Here is a sample of my data set, df_Data (the actual one being much larger):
Sample | Type | Date | Strike
A | F | 1 Jun 2020 |
A | C | 1 Jun 2020 | 5
A | P | 1 Jun 2020 | 2.5
A | F | 1 Dec 2020 |
A | P | 1 Dec 2020 | 3
A | P | 1 Dec 2020 | 3.5
A | P | 1 Dec 2020 | 4
B | F | 1 Jun 2020 |
B | C | 1 Jun 2020 | 2.5
B | C | 1 Jun 2020 | 3
B | C | 1 Jun 2020 | 4
B | F | 1 Dec 2020 |
B | C | 1 Dec 2020 | 2
B | C | 1 Dec 2020 | 4
B | P | 1 Dec 2020 | 2
B | P | 1 Dec 2020 | 4
The corresponding output is a new dataframe like this one:
Sample | Type | Date | Count
=======================
A | F | 1 Jun 2020 |2
A | F | 1 Dec 2020 |3
B | F | 1 Jun 2020 |3
B | F | 1 Dec 2020 |4
In Excel I would have used the CountIfs-function:
IF Type = "F" then countifs(Sample-column, Sample-value, Date-column, Date-value, Type-column, "<> F")
Please help (apologies for the poor table formatting).
Upvotes: 1
Views: 459
Reputation: 35
I was able to get the required output based on the logic provided by @Umesh Sharma.
From the original dataframe, df, I created a dataframe without any of the F rows.
df_no_F = df[df['Type'] != "F"]
I then use groupby and count to determine the number of rows for each Sample and Date combination.
df_count = df_no_F.groupby(['Sample' , 'Date'], as_index=False).count()
Upvotes: 2
Reputation: 34
I suggest to following code:
import pandas as pd
df = pd.read_csv('sample.csv')
df['Type']=df['Type'].apply(lambda x: 'F' if x == 'P' or 'C' else '')
adf = df.groupby(['Sample', 'Type', 'Dat`enter code here`e'],as_index=False).agg({'Strike':['count']})

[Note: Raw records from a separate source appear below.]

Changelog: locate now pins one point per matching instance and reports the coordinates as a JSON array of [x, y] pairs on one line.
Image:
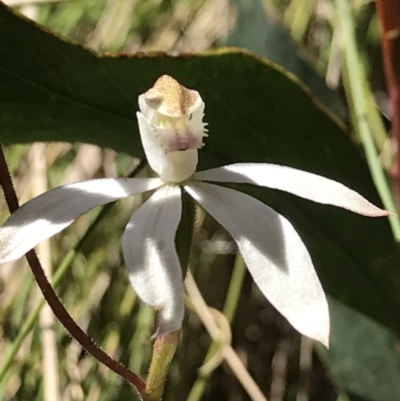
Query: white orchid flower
[[172, 130]]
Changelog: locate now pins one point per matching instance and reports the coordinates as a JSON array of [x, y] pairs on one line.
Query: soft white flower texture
[[172, 129]]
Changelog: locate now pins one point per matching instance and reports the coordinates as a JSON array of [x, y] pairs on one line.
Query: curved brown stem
[[52, 299]]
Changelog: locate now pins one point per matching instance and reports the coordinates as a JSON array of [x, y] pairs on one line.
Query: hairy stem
[[52, 299]]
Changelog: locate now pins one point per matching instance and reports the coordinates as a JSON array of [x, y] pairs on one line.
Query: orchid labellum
[[172, 131]]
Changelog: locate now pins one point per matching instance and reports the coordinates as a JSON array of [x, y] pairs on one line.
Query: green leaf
[[257, 31], [52, 90]]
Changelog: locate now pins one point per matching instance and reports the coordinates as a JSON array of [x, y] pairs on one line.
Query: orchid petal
[[174, 166], [51, 212], [301, 183], [151, 258], [275, 256]]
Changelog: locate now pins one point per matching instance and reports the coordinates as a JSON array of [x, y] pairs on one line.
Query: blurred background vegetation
[[302, 35]]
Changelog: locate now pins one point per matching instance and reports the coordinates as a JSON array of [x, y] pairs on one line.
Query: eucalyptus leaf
[[52, 90]]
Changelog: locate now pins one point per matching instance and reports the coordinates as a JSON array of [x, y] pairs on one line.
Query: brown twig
[[52, 299], [389, 15]]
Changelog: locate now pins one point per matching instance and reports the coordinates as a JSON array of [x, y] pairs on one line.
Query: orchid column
[[172, 131]]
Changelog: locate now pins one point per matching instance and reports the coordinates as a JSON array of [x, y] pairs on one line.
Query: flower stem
[[163, 352], [52, 299]]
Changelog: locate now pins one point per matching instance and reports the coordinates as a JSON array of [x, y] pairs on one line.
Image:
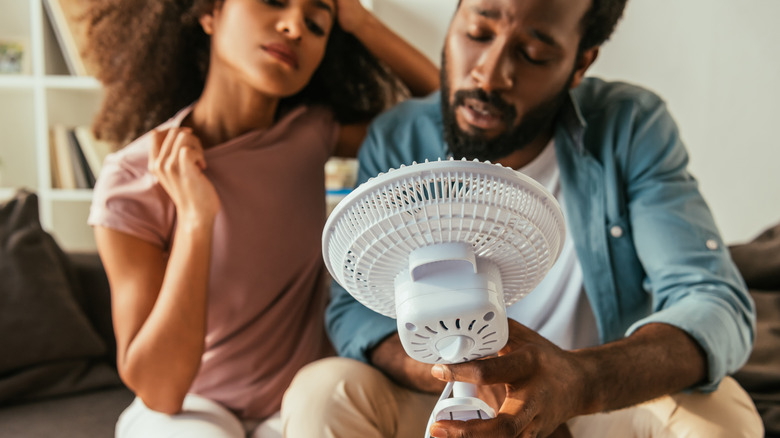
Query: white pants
[[341, 398], [200, 418]]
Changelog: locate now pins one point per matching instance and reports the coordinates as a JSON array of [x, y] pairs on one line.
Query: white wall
[[715, 62]]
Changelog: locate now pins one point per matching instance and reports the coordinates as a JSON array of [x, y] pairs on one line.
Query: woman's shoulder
[[135, 155]]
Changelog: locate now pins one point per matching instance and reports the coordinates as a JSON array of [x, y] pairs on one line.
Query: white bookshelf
[[31, 102]]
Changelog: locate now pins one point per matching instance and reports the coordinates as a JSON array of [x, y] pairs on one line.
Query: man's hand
[[543, 388], [351, 15], [389, 357]]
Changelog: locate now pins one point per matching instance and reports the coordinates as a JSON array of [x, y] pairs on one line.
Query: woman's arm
[[414, 69], [159, 300], [159, 312]]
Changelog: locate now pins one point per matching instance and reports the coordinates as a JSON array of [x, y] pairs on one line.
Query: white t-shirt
[[558, 308]]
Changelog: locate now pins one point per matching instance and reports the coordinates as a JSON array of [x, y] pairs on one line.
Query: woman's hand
[[176, 159], [351, 15]]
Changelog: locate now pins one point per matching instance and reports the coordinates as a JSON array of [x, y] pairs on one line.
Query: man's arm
[[700, 328], [546, 385]]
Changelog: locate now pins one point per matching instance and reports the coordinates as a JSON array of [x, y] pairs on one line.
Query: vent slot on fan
[[479, 331]]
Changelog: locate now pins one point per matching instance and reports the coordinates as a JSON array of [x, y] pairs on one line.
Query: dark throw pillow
[[759, 263], [47, 345]]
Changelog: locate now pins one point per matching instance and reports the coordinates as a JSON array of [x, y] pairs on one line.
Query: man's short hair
[[599, 22]]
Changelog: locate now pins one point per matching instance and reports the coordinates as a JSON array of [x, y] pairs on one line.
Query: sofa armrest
[[95, 296]]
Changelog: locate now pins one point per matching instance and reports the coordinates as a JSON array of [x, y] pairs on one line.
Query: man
[[641, 319]]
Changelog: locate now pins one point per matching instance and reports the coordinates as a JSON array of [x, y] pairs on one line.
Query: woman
[[209, 224]]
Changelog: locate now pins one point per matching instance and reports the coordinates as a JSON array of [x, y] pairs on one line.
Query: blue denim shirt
[[646, 240]]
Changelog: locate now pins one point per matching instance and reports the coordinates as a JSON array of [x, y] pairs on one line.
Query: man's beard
[[471, 146]]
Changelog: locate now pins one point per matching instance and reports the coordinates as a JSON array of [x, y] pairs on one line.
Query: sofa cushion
[[47, 345], [90, 414], [759, 263]]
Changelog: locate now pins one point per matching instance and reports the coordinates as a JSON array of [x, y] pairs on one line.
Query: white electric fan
[[444, 247]]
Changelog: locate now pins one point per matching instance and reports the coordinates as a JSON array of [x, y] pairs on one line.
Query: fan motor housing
[[449, 305]]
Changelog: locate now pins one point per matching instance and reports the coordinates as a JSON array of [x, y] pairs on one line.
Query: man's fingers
[[503, 426]]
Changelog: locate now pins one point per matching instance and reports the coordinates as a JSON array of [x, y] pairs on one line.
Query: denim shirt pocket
[[633, 300]]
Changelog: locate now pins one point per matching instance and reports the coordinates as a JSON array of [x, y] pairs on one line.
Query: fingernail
[[438, 432]]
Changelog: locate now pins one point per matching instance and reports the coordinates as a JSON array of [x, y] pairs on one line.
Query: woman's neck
[[227, 109]]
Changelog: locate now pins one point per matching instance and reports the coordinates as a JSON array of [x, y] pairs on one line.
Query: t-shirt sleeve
[[127, 198]]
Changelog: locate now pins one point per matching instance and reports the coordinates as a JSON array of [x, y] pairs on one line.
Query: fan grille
[[506, 216]]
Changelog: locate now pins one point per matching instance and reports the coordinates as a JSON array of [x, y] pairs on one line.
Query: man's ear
[[207, 23], [586, 59]]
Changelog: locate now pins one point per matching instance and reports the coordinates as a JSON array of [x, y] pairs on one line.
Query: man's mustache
[[493, 99]]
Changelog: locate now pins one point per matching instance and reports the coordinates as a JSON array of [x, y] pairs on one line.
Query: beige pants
[[342, 398]]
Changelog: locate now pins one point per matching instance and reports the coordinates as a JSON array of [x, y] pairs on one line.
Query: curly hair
[[600, 21], [153, 58]]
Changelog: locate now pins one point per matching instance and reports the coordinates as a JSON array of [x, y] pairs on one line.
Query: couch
[[57, 367], [65, 383]]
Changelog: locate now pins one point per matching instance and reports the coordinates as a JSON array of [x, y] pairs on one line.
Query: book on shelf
[[84, 177], [60, 160], [94, 150], [76, 157], [66, 17]]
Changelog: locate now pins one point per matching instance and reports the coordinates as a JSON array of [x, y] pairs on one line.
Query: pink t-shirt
[[267, 285]]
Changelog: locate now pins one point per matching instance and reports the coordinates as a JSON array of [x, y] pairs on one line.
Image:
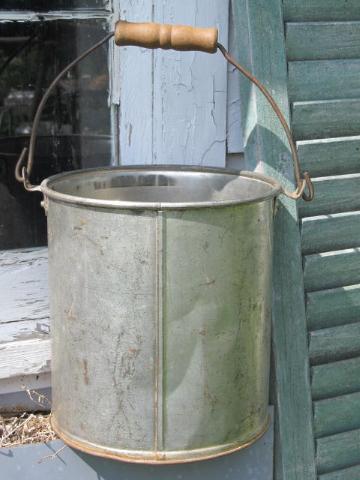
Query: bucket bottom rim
[[157, 458]]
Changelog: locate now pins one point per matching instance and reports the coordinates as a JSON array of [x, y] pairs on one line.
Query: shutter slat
[[352, 473], [332, 269], [333, 307], [326, 118], [335, 379], [330, 232], [324, 80], [334, 194], [321, 10], [338, 451], [334, 344], [323, 40], [336, 415], [322, 157]]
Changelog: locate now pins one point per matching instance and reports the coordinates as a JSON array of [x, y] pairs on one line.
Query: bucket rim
[[67, 198]]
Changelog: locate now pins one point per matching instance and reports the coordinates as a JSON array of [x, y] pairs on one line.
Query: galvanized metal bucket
[[160, 299], [160, 310]]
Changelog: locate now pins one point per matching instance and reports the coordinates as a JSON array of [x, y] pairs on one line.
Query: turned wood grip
[[157, 35]]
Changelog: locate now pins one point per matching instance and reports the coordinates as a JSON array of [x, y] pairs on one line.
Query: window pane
[[45, 5], [74, 131]]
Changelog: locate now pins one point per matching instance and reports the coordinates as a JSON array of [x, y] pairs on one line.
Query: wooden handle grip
[[175, 37]]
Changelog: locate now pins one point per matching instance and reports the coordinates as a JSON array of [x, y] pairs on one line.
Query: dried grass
[[25, 429], [28, 427]]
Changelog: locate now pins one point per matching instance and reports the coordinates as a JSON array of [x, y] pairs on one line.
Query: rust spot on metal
[[69, 313], [85, 372]]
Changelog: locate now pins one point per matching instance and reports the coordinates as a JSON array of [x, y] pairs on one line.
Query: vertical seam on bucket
[[158, 387]]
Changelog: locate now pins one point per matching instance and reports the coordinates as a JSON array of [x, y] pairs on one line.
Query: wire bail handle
[[175, 37]]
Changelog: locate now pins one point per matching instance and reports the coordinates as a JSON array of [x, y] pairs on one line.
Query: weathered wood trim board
[[24, 320], [323, 53]]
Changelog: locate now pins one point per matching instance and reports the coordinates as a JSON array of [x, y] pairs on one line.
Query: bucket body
[[160, 298]]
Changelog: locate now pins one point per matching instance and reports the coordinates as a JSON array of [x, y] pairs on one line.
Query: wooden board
[[24, 318], [326, 118], [330, 156], [334, 344], [336, 415], [261, 36], [338, 451], [24, 357], [334, 379], [330, 232], [321, 11], [333, 194], [234, 128], [334, 307], [172, 104], [322, 40], [23, 285], [324, 80]]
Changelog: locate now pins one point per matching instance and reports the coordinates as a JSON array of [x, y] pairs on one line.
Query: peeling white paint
[[24, 357]]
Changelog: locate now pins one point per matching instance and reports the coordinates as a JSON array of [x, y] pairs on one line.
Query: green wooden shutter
[[323, 54]]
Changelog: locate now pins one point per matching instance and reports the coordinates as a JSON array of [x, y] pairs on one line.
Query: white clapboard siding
[[24, 326], [174, 107]]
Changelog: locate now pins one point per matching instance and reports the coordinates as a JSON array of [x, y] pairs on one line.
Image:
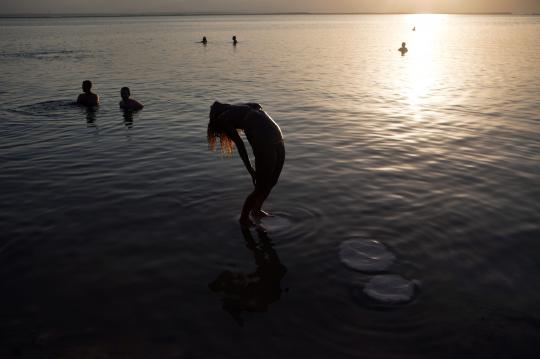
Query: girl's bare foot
[[246, 222], [260, 214]]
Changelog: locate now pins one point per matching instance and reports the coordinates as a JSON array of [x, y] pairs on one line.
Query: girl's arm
[[233, 135]]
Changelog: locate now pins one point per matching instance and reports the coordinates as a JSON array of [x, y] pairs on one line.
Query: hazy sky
[[136, 6]]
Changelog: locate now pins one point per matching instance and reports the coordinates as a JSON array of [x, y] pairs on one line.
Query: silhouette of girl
[[266, 141]]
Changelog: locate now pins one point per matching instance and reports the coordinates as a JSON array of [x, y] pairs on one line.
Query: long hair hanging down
[[213, 132]]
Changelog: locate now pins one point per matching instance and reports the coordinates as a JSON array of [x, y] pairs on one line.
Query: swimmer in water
[[128, 103], [88, 98], [266, 141], [403, 49]]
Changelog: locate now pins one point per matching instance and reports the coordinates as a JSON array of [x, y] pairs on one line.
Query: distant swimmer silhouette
[[403, 49], [128, 103], [266, 141], [88, 98]]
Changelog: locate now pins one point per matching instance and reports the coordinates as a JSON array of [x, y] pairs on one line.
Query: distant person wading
[[87, 98]]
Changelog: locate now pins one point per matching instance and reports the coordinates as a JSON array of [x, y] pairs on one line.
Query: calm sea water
[[120, 236]]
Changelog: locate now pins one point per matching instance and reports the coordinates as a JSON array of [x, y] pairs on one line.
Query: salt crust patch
[[366, 255], [390, 288]]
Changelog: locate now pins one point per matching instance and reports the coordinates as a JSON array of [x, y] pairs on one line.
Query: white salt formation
[[390, 288], [366, 255]]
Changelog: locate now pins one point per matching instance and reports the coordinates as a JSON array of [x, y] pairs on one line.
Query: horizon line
[[148, 14]]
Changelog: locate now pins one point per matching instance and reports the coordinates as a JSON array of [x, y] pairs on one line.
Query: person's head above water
[[87, 86], [215, 129], [125, 93]]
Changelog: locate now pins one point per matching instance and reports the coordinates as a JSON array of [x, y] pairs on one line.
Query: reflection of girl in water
[[266, 141], [255, 291]]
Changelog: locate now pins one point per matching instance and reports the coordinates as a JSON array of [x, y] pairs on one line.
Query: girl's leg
[[270, 171]]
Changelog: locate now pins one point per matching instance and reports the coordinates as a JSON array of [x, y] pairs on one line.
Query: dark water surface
[[119, 236]]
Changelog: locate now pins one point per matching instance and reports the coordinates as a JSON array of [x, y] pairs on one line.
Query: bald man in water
[[88, 98]]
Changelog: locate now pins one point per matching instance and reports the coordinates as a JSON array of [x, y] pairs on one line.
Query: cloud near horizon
[[163, 6]]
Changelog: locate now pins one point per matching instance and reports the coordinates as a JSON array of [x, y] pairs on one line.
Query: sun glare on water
[[422, 65]]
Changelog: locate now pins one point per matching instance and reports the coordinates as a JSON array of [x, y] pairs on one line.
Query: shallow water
[[119, 236]]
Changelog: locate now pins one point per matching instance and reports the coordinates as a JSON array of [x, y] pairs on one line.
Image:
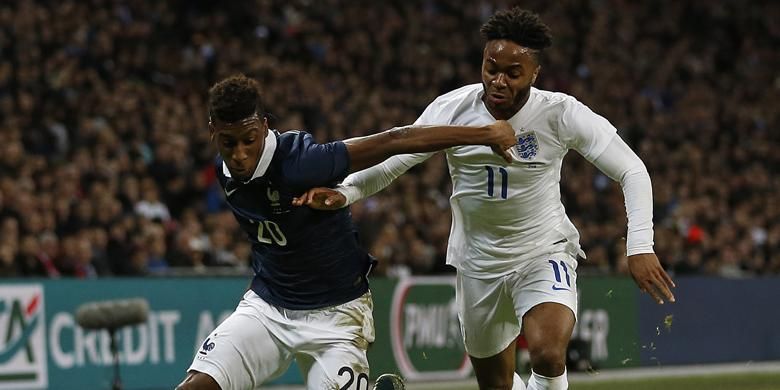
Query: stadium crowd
[[106, 167]]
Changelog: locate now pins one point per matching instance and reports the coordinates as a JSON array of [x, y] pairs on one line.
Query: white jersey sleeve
[[621, 164], [583, 130], [596, 139]]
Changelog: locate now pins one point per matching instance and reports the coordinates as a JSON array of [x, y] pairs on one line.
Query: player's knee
[[548, 361], [495, 382]]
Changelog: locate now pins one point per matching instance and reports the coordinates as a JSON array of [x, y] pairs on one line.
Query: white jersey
[[505, 214]]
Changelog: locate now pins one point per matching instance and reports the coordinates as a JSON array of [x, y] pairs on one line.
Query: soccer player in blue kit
[[309, 299]]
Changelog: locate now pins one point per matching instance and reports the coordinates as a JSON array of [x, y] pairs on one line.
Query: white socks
[[517, 383], [540, 382]]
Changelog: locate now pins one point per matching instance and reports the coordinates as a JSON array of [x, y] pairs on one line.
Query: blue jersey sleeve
[[309, 164]]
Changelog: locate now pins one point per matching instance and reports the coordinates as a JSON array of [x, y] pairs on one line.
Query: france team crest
[[527, 146]]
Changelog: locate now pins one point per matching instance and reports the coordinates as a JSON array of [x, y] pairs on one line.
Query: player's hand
[[651, 277], [321, 198], [502, 138]]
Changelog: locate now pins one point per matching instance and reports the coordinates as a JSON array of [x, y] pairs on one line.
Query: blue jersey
[[302, 258]]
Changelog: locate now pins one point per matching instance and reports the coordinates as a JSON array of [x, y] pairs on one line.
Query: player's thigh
[[545, 296], [343, 366], [487, 316], [198, 381], [241, 353], [495, 372], [336, 342]]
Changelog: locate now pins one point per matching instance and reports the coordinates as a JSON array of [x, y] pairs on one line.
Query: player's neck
[[508, 113]]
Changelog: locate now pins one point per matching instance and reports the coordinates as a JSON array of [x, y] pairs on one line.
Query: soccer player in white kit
[[513, 246]]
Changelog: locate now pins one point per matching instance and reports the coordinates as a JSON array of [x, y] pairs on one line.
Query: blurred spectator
[[105, 167]]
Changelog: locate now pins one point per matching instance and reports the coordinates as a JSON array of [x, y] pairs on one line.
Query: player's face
[[240, 144], [508, 71]]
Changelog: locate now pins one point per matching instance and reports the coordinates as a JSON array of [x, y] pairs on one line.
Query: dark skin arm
[[365, 152], [650, 277]]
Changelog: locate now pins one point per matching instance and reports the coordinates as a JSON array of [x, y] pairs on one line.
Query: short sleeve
[[583, 130], [309, 164], [433, 115]]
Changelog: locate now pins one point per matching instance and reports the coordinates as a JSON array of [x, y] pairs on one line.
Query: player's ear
[[212, 131]]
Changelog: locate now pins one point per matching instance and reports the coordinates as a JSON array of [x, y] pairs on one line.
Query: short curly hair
[[519, 26], [235, 98]]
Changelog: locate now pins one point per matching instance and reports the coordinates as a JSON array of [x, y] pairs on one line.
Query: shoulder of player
[[290, 142], [552, 98]]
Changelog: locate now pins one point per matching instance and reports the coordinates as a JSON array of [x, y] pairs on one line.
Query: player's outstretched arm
[[621, 164], [651, 277], [370, 150]]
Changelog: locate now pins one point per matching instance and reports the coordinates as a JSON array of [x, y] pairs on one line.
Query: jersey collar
[[265, 159]]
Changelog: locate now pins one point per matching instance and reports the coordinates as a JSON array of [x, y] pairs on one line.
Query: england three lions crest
[[527, 146]]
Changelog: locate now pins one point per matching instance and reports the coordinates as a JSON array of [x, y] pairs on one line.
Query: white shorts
[[258, 341], [491, 310]]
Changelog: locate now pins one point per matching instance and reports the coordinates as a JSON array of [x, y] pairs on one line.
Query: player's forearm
[[373, 149], [367, 182], [621, 164]]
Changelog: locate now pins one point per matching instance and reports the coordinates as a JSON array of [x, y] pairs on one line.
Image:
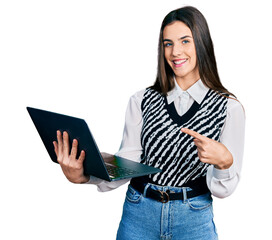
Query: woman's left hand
[[211, 151]]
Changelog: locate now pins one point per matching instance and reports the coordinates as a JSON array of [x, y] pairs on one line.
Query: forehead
[[176, 29]]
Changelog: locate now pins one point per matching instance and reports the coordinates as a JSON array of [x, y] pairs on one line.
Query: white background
[[86, 58]]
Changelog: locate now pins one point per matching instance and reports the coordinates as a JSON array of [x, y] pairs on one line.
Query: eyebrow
[[169, 40]]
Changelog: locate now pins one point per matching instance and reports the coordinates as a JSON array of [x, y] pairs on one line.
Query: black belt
[[162, 196]]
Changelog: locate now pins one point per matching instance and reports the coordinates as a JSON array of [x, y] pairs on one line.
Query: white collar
[[197, 91]]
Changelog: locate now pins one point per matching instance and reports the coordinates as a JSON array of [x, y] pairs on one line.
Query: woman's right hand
[[71, 167]]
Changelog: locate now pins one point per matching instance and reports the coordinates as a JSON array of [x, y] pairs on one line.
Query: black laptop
[[102, 165]]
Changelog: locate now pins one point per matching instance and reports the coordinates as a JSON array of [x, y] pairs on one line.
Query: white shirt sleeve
[[131, 144], [222, 183]]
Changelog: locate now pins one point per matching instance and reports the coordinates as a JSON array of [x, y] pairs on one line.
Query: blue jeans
[[147, 219]]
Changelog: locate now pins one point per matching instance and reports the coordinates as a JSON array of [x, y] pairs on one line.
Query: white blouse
[[220, 182]]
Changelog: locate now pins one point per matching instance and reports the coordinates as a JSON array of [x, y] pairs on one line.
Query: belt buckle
[[163, 200]]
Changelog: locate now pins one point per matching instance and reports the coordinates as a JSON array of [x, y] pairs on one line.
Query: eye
[[167, 44]]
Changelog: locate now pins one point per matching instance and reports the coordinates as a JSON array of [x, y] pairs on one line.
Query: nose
[[177, 50]]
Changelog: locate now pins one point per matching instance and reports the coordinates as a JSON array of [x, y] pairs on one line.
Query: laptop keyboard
[[119, 171]]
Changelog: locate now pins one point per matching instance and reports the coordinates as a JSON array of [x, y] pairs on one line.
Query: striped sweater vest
[[167, 148]]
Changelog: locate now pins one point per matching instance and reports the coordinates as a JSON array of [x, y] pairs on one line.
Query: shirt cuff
[[94, 180], [225, 173]]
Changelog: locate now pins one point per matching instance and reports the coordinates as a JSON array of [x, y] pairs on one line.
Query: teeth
[[179, 62]]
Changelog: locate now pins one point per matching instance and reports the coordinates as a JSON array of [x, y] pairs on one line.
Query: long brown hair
[[206, 62]]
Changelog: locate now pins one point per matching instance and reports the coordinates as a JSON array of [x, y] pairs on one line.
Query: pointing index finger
[[193, 133]]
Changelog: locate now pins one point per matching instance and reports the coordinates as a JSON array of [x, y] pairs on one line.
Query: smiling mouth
[[179, 62]]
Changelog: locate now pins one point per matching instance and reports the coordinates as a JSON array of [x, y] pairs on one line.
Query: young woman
[[187, 124]]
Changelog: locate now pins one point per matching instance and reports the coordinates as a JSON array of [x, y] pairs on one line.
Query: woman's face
[[180, 52]]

This code reads sample.csv
into a dataframe. Then, you perform a lambda-query on the column Type
. The final result is in adf
.
Upvotes: 2
Reputation: 2684
Here's how I would do this. Use df.loc
to filter down to the desired Types and then groupby
and count
:)
import pandas as pd
from io import StringIO
# Getting a df in the right form
s = """Sample | Type | Date | Strike
A | F | 1 Jun 2020 |
A | C | 1 Jun 2020 | 5
A | P | 1 Jun 2020 | 2.5
A | F | 1 Dec 2020 |
A | P | 1 Dec 2020 | 3
A | P | 1 Dec 2020 | 3.5
A | P | 1 Dec 2020 | 4
B | F | 1 Jun 2020 |
B | C | 1 Jun 2020 | 2.5
B | C | 1 Jun 2020 | 3
B | C | 1 Jun 2020 | 4
B | F | 1 Dec 2020 |
B | C | 1 Dec 2020 | 2
B | C | 1 Dec 2020 | 4
B | P | 1 Dec 2020 | 2
B | P | 1 Dec 2020 | 4"""
df = pd.DataFrame(pd.read_csv(StringIO(s), sep='|'))
df.columns = [i.strip() for i in df.columns]
for col in ['Sample', 'Type', 'Date']:
df[col] = df[col].str.strip()
# Meat and bones of this operation
new_df = df.loc[(df['Type'] == 'C') | (df['Type'] == 'P')].groupby(['Sample', 'Date'])['Strike'].count().reset_index()
# Reformat to desired output
new_df['Type'] = 'F'
new_df = new_df[df.columns].rename(columns={'Strike': 'Count'}).sort_values(by=['Sample', 'Date'], ascending=[True, False])
print(new_df)
Output:
Sample Type Date Count
1 A F 1 Jun 2020 2
0 A F 1 Dec 2020 3
3 B F 1 Jun 2020 3
2 B F 1 Dec 2020 4
Upvotes: 1